Hands On Medicine and Management
Hands on is good.
My GP is a board certified cardiologist (probably a good thing at my age). Dr. Richard Daum used to run a huge practice in Boston. Several years ago he moved to Vermont. He is affiliated with the very good Fletcher Allen Hospital in Burlington but he is a sole practitioner with no medical assistance.
So when you get an EKG and a stress test from Dr. Daum, as I recently did, there are no assistants involved either in placing the probes or administering any part of the tests. There is the latest technology from the monitors to the tablet he uses for entering history, observations, prescriptions and everything else. But he places the electrodes, reads the charts, and makes the adjustments.
In a standard American practice I might never have seen Dr. Daum unless he had some bad news to give me. A technician would have placed the probes, taken the readings, and told me how fast to run on the treadmill. Dr. Daum would have seen the results and drawn his conclusions from them. The idea, of course, is that someone as highly trained as a cardiologist shouldn’t waste his or her time in the routine work of administering the tests. I’m sure the people who do nothing but give the tests are very good at doing that.
But there were some anomalies. Dr. Daum quickly traced those to instrumentation problems (and too much hair on my chest). The instruments were replaced; the hair removed; and testing resumed. During the stress test the computer measuring my heart gave me too many beats per minute for the work I was doing. Dr. Daum could see from simultaneous charts that it was counting some of the minor beats as major beats so he could adjust his observations and conclusions appropriately ( he didn’t offer to let me reprogram the computer).
Turns out my heart works fine for now except for a little valve leakage. But, if Dr. Daum had been reading the results of a test administered by someone else, I think it is quite possible that the anomalies would have led him to the wrong conclusion. At best I would have had to take the tests again. At worst I might have been scared or gotten the wrong medical advice. Being hands on meant that Dr. Daum was seeing the real data and NOT the anomalies.

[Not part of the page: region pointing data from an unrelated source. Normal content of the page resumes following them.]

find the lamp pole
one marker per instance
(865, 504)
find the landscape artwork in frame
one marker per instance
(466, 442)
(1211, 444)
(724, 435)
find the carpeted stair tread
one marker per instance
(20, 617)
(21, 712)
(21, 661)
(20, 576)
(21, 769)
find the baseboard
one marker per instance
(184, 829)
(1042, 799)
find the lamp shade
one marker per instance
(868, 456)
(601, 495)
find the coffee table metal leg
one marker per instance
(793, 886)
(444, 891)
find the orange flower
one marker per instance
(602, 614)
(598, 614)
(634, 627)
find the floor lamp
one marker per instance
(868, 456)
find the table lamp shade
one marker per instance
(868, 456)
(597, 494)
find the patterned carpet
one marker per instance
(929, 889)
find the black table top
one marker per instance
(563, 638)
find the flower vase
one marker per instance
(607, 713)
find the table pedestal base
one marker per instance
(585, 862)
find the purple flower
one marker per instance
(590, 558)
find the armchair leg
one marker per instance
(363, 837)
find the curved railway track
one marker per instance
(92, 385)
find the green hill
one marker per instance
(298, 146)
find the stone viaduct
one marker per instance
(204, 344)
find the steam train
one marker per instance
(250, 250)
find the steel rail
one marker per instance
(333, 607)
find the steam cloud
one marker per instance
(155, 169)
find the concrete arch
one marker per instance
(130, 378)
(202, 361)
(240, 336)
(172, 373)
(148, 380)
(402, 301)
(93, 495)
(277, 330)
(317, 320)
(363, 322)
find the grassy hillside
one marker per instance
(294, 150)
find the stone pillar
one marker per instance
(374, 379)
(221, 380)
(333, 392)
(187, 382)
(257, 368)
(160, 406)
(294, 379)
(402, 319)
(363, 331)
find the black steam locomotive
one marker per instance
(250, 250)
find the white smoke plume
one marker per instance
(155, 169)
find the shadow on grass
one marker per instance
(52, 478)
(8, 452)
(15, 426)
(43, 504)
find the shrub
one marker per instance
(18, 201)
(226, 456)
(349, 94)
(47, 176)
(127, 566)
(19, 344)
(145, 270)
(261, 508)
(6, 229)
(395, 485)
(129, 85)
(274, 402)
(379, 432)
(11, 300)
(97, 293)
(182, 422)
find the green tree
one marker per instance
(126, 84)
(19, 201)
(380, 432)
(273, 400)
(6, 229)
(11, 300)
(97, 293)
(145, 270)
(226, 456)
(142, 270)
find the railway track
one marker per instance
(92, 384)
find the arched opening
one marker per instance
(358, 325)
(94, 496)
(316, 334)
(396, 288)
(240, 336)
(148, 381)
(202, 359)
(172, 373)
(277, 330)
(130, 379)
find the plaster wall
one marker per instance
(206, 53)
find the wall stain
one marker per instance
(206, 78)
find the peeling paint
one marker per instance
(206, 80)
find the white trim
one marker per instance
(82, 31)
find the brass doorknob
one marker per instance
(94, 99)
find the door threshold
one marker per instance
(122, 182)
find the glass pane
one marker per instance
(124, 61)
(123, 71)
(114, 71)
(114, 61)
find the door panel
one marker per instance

Same thing works for management – especially for a CEO. You gotta be hands on. Obviously doesn’t mean you know everything or do everything but you still gotta be hands on. Otherwise you end up managing either to the anomalies in the data or to badly filtered second-hand information.
I was too hands on as a CEO, didn’t delegate enough. But I did know what was happening in my companies. From the beginning we built web access into our monitoring systems at wholesale VoIP carrier ITXC. Wherever I was in the world, I could watch the flow of voice minutes through our system or between any two locations or carriers in the world; the reports were at most 15 minutes old. I watched obsessively from the initial trickle until the time we were doing nearly a billion minutes a month and were one of the largest wholesale international carriers in the world.
Often when I thought I saw something wrong, it was an instrumentation error. Then I could make sure the instrument was fixed. Once Network Operations gets too many false alarms, they start ignoring the real ones. It’s human nature. Sometimes I spotted things other people didn’t. That meant either that we needed better tools, better training, or better people. Sometimes I saw opportunities to make things better; sometimes I saw business rather than technical problems – sudden loss of traffic from a specific carrier or too much traffic from a carrier, which meant we better run a quick credit check and make sure we weren’t getting the traffic because everybody else had cut them off.
In departmental reviews or staff meeting, people knew to be prepared to discuss what went wrong and how they planned to fix it. It’s very important that everyone in the company believe that you have eyes in the back of your head and never sleep so that they will not try to hide problems from you or gloss over them. It is important that you discover problems before your customers do.
BTW, I had great people at ITXC. Sometimes my hands on approach probably frustrated them. I think it also gave them assurance that I knew who was contributing and who wasn’t and that I cared passionately about what they were doing and how they were doing it. I’m also sure I didn’t know as much as I think I did about what was going on and that they could tell you plenty of what I missed.
When I was at Microsoft in the early 90s Bill Gates was very hands on. He reviewed every product and strategy regularly and personally. We always assumed he was attentive although this was a little hard to tell because he often rocked back and forth with his eyes closed during presentations. But he drilled down. You brought the people doing the work to many of these reviews and Bill didn’t hesitate to question (or terrorize) them. Bill remembered stuff from one review to another. I’m sure he didn’t remember everything but you couldn’t tell what he was going to remember so subtly changing your story (or dates, especially dates) was dangerous.
Being hands on let Bill Gates make the transition from single talent to startup guy to CEO of a fast growing company to world domination. Don’t know how hands on Bill is now but he certainly was with 10,000 employees.
They say the captain of a ship wakes up if the pitch of the engines or the motion through the sea changes. You have to have the same sense for your company. You don’t get it by being an imperial CEO too important to have hands on or talk to the crew.